Pour ceux et celles qui n’ont pas vu l’exposition Araki au Musée Guimet, il est possible de regarder et lire le magnifique catalogue de l’exposition que publient les éditions Gallimard en partenariat avec le Musée Guimet. Sous la direction de Jérôme Neutres, il offre une rétrospective des créations marquantes d’Araki de 1965 à 2016 ainsi que de nombreux inédits qu’accompagnent les textes de Tadao Ando, Philippe Forest, Jérôme Ghesquière, Michael Lucken et Sophie Makariou. Une création conçue spécialement pour l’événement au Musée Guimet, « Tokyo Tombeau », ferme le livre.

Araki

La relation d’Araki à son appareil photo s’inscrit sous l’horizon d’une continuation de son corps.
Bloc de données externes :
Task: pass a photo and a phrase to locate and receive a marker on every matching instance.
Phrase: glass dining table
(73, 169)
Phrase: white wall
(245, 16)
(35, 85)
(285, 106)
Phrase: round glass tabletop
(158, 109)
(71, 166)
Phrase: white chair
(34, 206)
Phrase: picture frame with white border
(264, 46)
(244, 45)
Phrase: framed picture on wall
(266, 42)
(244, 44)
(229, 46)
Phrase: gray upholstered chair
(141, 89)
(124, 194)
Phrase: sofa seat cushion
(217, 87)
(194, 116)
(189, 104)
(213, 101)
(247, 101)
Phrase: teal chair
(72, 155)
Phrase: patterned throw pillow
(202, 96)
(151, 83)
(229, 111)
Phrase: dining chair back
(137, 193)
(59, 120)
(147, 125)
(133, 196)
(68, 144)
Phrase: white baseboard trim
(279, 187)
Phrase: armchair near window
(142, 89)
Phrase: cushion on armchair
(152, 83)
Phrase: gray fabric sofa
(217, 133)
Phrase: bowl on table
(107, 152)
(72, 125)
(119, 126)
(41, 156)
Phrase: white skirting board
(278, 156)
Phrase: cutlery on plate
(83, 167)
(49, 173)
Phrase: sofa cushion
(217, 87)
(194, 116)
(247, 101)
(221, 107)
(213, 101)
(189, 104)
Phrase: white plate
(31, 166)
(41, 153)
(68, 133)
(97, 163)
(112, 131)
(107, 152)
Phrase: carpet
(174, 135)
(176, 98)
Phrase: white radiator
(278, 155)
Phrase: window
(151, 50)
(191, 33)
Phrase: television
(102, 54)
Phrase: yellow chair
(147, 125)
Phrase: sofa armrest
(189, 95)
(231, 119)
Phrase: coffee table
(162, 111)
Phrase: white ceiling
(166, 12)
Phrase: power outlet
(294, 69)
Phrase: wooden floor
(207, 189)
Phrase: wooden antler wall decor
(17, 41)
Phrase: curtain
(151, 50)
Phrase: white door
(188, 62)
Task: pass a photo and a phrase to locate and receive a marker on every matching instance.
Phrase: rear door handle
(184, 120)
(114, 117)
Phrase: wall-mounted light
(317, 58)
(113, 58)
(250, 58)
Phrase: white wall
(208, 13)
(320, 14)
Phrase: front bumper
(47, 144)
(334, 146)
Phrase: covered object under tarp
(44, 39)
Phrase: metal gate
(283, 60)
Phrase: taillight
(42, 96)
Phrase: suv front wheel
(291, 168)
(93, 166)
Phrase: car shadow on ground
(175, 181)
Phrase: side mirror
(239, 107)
Loin d’être un moyen extérieur, il occupe la place d’un troisième œil, voire d’un fragment anatomique partiellement expulsé au dehors. C’est de l’organicité de l’appareil photo, membre supplémentaire d’Araki que vient peut-être l’aspect organique, vivant de ses photographies. Depuis cinquante ans, l’artiste capte sans relâche le réel, traduit le monde dans le langage des images, comme si, sans l’acte d’appuyer sur l’obturateur, le monde risquait de se dissoudre, de perdre sa consistance. L’acte de photographier ne se contente pas d’enregistrer ce qui est, de laisser une trace du passage évanescent des instants. Il fait être ce qu’il découpe, donne une autre existence à ce qu’il capture. Compulsion à vivre et compulsion à photographier ne font qu’un. Il n’est pas de monde qui puisse tenir sans un regard sur le monde.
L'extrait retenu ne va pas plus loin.